# 7950GT - Maybe



## Kornowski

I may be selling this pretty soon, for about £100, would anybody be interested?


----------



## DirtyD86

might want to consider coming down on the price, you can get them new for cheaper


----------



## Jabes

DirtyD86 said:


> might want to consider coming down on the price, you can get them new for cheaper



umm hes in the uk and on ebay.co.uk there goin for bout that I think


----------



## taylormsj

DirtyD86 said:


> might want to consider coming down on the price, you can get them new for cheaper



I dont think you can, you can get the 7900gs for like 65 but not the 7950 gt


----------



## Shane

Jabes said:


> umm hes in the uk and on ebay.co.uk there goin for bout that I think



i dont think he needs to reduce the price,Afterall he hasnt had it that long and its still one heck of a card.

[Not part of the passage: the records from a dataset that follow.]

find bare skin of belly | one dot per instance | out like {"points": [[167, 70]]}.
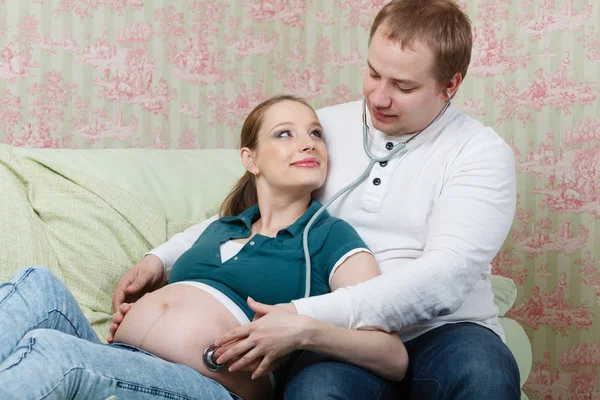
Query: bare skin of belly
{"points": [[176, 323]]}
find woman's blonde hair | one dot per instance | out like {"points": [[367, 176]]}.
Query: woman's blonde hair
{"points": [[243, 195]]}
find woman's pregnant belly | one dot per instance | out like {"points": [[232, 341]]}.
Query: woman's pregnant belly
{"points": [[176, 323]]}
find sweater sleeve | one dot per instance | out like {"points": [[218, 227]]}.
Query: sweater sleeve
{"points": [[468, 224], [170, 251]]}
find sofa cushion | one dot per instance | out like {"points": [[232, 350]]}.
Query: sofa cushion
{"points": [[187, 185]]}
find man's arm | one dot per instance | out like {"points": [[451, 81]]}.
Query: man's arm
{"points": [[468, 224], [170, 251]]}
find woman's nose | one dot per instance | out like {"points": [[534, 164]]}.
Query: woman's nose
{"points": [[309, 144]]}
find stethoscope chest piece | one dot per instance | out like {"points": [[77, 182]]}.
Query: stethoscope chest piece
{"points": [[207, 358]]}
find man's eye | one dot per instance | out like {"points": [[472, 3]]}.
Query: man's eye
{"points": [[405, 90]]}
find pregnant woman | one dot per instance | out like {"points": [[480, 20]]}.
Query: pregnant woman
{"points": [[191, 290]]}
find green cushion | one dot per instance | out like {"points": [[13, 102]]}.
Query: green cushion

i think he will get £100 no probs for it.

Danny,If you get no luck selling it in here try the Bargian pages mate.
i advertised my old P2 computer in there and the next day it was sold


----------



## DirtyD86

my mistake, was looking at a different card


----------



## Kornowski

Hee Hee, I think the price is alright... 

Anybody maybe be interested?

It's never been OC'ed, I can get some pics up later... It's the one in the sig.


----------



## Kornowski

Anybody?


----------



## lovely?

god i wish i had 100 more $ to pay for a video card i would jump all over that lol... i guess im gonna settle with an 8600GT


----------



## Kill Bill

I would love to buy it and put it in my house hall pc as it sucks with it's 380watt and 6150le but sorry a 11 year old has no visa card


----------



## Kornowski

> god i wish i had 100 more $ to pay for a video card i would jump all over that lol... i guess im gonna settle with an 8600GT



It's £100 , Which is $200...



> I would love to buy it and put it in my house hall pc as it sucks with it's 380watt and 6150le but sorry a 11 year old has no visa card



Are you in the UK? I don't have a PayPal account as I'm not 18 yet, so if I was to sell it, I'd accept a cheque...


----------



## Motoxrdude

Kornowski said:


> It's £100 , Which is $200...
> 
> 
> 
> Are you in the UK? I don't have a PayPal account as I'm not 18 yet, so if I was to sell it, I'd accept a cheque...



Try about $145.


----------



## holdenssx

Motoxrdude said:


> Try about $145.



100 Pounds is about $208 USD, 100 Euros is about $145 USD


----------



## Kornowski

Yeah, it's about $208.37 I think


----------



## DirtyD86

http://finance.yahoo.com/currency/convert?amt=100&from=GBP&to=USD&submit=Convert

210ish


----------



## Jabes

DirtyD86 said:


> http://finance.yahoo.com/currency/convert?amt=100&from=GBP&to=USD&submit=Convert
> 
> 210ish



yea somewhere around that


----------



## lovely?

change it to 100 euros and ill take that puppy off your hands right now! lol


----------



## Kornowski

lol, Lovely? I'm alright, thanks though 

Any takers?


----------



## Kornowski

Bump


----------



## jimmymac

you changing for something else then?

been damn tempted lately to selll my x1950xt and buy an 8800GT......


----------



## Kornowski

Uh Hu, Me too, an 8800GT hopefully! 

You don't want a 7950GT do you Jimmy?


----------



## jimmymac

not enough of a jump for me im afraid 

The 8800GT is just so bleeding tempting for its performance....will have to see what the old bank balance looks like towards the end of the month. Got a shed load being claimed on expenses this month so might be worth a shot


----------



## Kornowski

> not enough of a jump for me im afraid



Ourgh, I know 

I know, they look great don't they!


----------



## Kornowski

Bump!


----------



## xxxalpinexxx80

ill trade my 8800gts for a 8800gt


----------



## Kill Bill

xxxalpinexxx80 said:


> ill trade my 8800gts for a 8800gt



I'll consider it if its a 640mb


----------